The fashion industry must tackle these existential challenges at a time when it faces significant internal issues of its own. The drive for sustainability is pushing many to rethink business models and move towards more responsible business practices. Customers’ demand for new and enhanced services is driving brands and retailers to invest heavily to meet these needs even at a time when more than half of fashion executives feel they do not sufficiently understand Generation-Z — now the largest global customer cohort.
The strain is starting to show. In September, vacancies in US shopping malls hit an eight-year high, with Sears, Victoria’s Secret and Charlotte Russe among the household names shutting outlets across the country. In the same month, Forever 21 joined a growing list of brick-and-mortar players who have filed for bankruptcy across different markets including Debenhams, the US arms of Roberto Cavalli and Diesel, and department store Barneys New York. Retail is the only sector in the US that has seen net job losses over the past two years, while in the UK, high street store closures are the highest since monitoring began in 2010. In Europe, Moody’s expects more than 40 percent of the retailers it rates to record lower profits in 2019 than in either of the previous two years. Even in China, clothing sales fell in April for the first time since 2009.
Given the worrying outlook we expect fashion companies to take steps to become more resilient in 2020. The first step is to develop a deep understanding of the risks they face. These can be codified in a “risk register” that differentiates between day-to-day risks, external disruptions (e.g., supply-chain interruptions, trade disputes), and disruptive strategic risks (e.g., remaining relevant amid changing consumer preferences or competing with challengers using new business models). Both the impact, likelihood and prioritisation of these risks will vary over time, so the risk register needs to be a dynamic document.
There are also lessons to be learned from previous economic crises. McKinsey’s analysis of companies that outperformed their peers during the last downturn showed that they made moves early and focused on earnings over revenue. By the time the downturn reached its 2009 trough, the EBITDA of these resilient players had risen by 10 percent, while their industry peers had lost nearly 15 percent.

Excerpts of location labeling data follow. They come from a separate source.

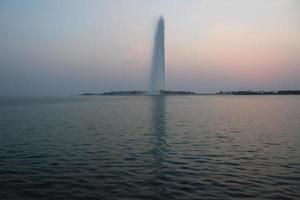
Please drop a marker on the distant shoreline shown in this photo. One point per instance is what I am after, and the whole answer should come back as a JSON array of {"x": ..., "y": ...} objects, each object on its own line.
[{"x": 184, "y": 93}]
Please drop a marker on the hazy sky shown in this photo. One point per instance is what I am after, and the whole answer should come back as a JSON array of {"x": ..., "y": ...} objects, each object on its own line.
[{"x": 66, "y": 47}]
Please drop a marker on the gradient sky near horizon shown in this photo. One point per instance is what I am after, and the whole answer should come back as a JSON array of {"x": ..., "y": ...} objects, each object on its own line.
[{"x": 53, "y": 47}]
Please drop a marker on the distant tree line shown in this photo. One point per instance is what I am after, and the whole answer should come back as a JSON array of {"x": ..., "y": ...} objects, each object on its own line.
[{"x": 251, "y": 92}]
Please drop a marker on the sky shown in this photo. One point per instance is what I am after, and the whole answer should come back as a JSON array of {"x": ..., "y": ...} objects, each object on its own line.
[{"x": 54, "y": 47}]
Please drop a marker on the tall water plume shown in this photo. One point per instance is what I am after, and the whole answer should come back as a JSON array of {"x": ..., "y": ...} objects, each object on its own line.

Throughout the year ahead, fashion companies should remain on high alert. The most forward-thinking players will therefore also develop a resilience playbook to ensure they are prepared. This is likely to involve plans to boost productivity while ensuring operational flexibility (e.g., using variable contracts and more diverse supply sources), a clear approach to digitisation and a sharp focus on financial flexibility. This means divesting non-core and under-performing assets early so that the company has the cash on hand to make strategic investments as soon as the economic outlook improves — when their peers might be shedding assets. Crucially, all this will require enhanced leadership to be able to make quick decisions amid a high degree of uncertainty.